Enseignement préscolaire: ce qui ne va pas selon le Conseil supérieur de l'éducation
Près de 700.000 enfants sont privés de l'enseignement préscolaire au Maroc. Le Conseil pointe du doigt plusieurs problèmes dont la multiplicité des intervenants, l'absence d'un cadre juridique global et la prédominance de l'appât du gain.
Le Conseil supérieur de l'éducation, de la formation et de la recherche scientifique a présenté, ce mercredi 7 février, son avis sur l'éducation préscolaire.
"L'objectif de cet avis est de présenter des recommandations visant la généralisation obligatoire et progressive" de cet enseignement, que le Conseil voudrait "gratuit ou de qualité", note, dans un communiqué, l'instance présidée par Omar Azziman.
Chiffres à l'appui, le Conseil relève "une évolution en dents de scie de l'effort de généralisation". Tous établissements confondus, l'enseignement préscolaire "accueille près de 658.789 enfants". Un décompte qui "englobe les enfants de moins de 4 ans et ceux de plus de 5 ans."
Seulement voila, "la catégorie d'âge de 4 à 5 ans révolus compte 588.040 enfants, sur un total national de 1.342.385 enfants, soit 43,8% seulement qui fréquentent des établissements préscolaires", rapporte la même source, citant les statistiques 2015-2016 du ministère de l'Education. "Environ 700.000 enfants sont privés de cet enseignement", précise Aziz Kaïchouh, rapporteur de la commission permanente de l'Education-formation pour tous et de l'accessibilité.
Le "non-respect par l'Etat de ses engagements en matière de mise en œuvre des dispositions de la Charte nationale d'éducation-formation" est en ce sens pointée du doigt. A ce titre, le Conseil recommande la mise en place d'une obligation légale, pour l'Etat et les familles, du préscolaire pour tous les enfants âgés de 4 à 5 ans, et ce dans un délai de 10 ans.
Les collectivités territoriales sont également sollicitées dans l'effort de généralisation.
Un cursus intégré
Une autre recommandation tend à rattacher l'enseignement préscolaire à l'enseignement primaire. Le Conseil propose en effet "un cursus intégré". Au vrai, il ne s'agit pas d'une nouveauté. Dès 2004, cette proposition avait été contenue dans la Charte nationale de l'éducation et de la formation, "mais malheureusement, au niveau de l'exécution, l'intégration du préscolaire dans le primaire a constamment été reportée", regrette Mohamed Noureddine Afaya, membre de la même commission permanente.

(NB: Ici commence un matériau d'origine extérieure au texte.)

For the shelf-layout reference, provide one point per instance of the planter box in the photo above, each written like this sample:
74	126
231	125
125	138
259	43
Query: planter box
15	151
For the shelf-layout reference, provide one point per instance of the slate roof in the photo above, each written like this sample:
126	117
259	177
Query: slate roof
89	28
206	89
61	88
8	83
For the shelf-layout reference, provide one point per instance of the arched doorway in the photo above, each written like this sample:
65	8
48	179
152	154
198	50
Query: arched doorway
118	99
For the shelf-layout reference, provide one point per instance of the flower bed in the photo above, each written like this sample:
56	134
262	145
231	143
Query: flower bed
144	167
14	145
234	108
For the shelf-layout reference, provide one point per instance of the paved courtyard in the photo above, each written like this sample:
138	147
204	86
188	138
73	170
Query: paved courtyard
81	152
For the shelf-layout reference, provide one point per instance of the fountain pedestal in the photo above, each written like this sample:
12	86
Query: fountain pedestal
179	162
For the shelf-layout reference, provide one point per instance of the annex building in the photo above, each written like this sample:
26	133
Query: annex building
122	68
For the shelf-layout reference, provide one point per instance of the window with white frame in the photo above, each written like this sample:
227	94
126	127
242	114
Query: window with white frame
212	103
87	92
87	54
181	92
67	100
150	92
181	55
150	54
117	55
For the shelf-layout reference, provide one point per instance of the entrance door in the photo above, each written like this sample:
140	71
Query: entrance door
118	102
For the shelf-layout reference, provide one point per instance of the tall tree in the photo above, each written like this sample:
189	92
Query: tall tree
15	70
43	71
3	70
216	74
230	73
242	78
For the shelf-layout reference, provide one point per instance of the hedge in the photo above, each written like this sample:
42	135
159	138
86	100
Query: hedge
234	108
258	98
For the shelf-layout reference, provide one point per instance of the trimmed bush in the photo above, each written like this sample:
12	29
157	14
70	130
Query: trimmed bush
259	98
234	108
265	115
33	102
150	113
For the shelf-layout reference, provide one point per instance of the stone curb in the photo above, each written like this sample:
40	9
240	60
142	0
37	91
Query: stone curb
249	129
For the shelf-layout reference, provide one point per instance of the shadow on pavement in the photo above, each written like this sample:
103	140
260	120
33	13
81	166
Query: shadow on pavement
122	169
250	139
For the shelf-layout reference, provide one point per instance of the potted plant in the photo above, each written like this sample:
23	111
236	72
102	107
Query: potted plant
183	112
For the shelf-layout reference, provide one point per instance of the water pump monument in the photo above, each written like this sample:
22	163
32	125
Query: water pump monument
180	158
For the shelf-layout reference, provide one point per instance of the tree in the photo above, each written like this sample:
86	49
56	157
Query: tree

"La multiplicité des intervenants dans ce secteur" préoccupe également les rédacteurs de l'avis. "Des institutions aux perspectives, des objectifs divergents interviennent" dans cet enseignement, observe M. Afaya. L'absence d'un cadre juridique global et unifié y est pour quelque chose. Dans son avis, le Conseil appelle à l'instauration d'un "cadre" et d'une "tutelle" uniques. Sur ce deuxième point, M Kaïchouf se montre clair: "Le ministère de l'Education est, de manière incontestable, le département chargé de l'enseignement préscolaire."
Pour sa part, M. Afaya rappelle que "l'éducation et l'enseignement sont, de manière générale, des questions politiques et sociétales". Des questions qui, donc, transcendent les considérations" idéologiques" ou "partisanes".
D'autres écueils sont diagnostiqués par le Conseil, qui relève une pénurie en établissements, capables d'accueillir les enfants durant la période de la petite enfance; l'incohérence des programmes et méthodes suivis, tant en matière d'éducation que de management, selon les établissements et les organismes; l'absence d'encadrement et de règlementation des établissements de l'enseignement préscolaire et des espaces d'accueil des enfants, ou encore, la prédominance, parmi les investisseurs dans ce domaine, de l'appétit du gain.